What exacerbated my original problem of the massive copy by object overhead was the batch processing design, which is fundamentally this. The problem being that because Oracle is called for every individual item in the workload, there is heavy traffic between the business logic layer and the persistence layer. Accessing a database item by item is really inefficient in terms of:-
1. Hard and soft parsing, in particular I found that setting the batch process thread count above 32 stressing the library cache pin mutex. Tanel Poder has written a good article on the library cache pin mutex and extended use of mutexes in 11g here.
2. Latching
3. Network round trips and network latency
4. Physical and logical reads
5. JDBC calls
Some people get very agitated about batch process designs that process the workload item by item and in principle this results in certain inefficiencies when accessing the database. However, the performance targets for the batch processes where the same as those for the system this new one was replacing, but with 200% of the workload and two years worth of "Database aging", i.e. the database had been artificially aged to give the appearance of the application having been in use for two years. In summary, all batch processes beat their  counter parts in the original application by at least a factor of 100%.

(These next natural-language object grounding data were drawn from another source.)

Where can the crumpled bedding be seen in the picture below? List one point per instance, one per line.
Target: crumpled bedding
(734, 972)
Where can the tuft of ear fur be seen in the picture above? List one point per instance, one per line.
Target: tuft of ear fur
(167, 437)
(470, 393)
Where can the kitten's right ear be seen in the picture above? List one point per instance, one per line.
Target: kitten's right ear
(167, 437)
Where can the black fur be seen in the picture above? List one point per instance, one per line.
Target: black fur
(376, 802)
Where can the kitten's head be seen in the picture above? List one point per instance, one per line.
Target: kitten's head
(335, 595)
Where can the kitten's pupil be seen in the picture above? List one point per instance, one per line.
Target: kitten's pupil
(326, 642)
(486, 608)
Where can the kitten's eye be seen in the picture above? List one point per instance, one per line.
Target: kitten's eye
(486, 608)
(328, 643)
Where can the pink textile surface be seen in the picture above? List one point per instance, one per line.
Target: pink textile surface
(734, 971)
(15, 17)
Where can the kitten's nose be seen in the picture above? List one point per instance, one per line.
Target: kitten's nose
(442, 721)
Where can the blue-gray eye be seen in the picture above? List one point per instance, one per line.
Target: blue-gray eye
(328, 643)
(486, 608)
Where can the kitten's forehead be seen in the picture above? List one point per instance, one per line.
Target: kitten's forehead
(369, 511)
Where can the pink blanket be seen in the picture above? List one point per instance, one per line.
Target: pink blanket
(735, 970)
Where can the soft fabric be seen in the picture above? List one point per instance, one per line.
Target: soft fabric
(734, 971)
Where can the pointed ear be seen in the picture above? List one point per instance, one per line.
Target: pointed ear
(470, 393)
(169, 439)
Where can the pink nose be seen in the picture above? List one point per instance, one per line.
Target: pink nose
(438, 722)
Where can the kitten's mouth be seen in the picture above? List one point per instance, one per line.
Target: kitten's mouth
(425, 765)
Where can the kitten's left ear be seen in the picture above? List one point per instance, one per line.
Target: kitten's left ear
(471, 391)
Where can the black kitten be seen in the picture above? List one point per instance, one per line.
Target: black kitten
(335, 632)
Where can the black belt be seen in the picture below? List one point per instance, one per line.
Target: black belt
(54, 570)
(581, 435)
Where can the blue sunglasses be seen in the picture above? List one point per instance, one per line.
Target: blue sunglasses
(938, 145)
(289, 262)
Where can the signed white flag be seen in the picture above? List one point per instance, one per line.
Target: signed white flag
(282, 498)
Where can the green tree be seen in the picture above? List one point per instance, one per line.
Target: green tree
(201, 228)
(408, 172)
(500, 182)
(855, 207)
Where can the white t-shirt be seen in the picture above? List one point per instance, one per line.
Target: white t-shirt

The morals of this story are:-
1. Distributed object architectures are bad for performance
2. Your application needs to be profiled in order to work out where the time is going, in the example I have highlighted, the database was never the bottleneck.
3. A holistic approach to looking at the architecture needs to be taken with regard to achieving good performance and scalability.
I will get around to discussing approaches on alleviating the stresses that item by item oriented batch processing imposes on the Oracle database in a future post.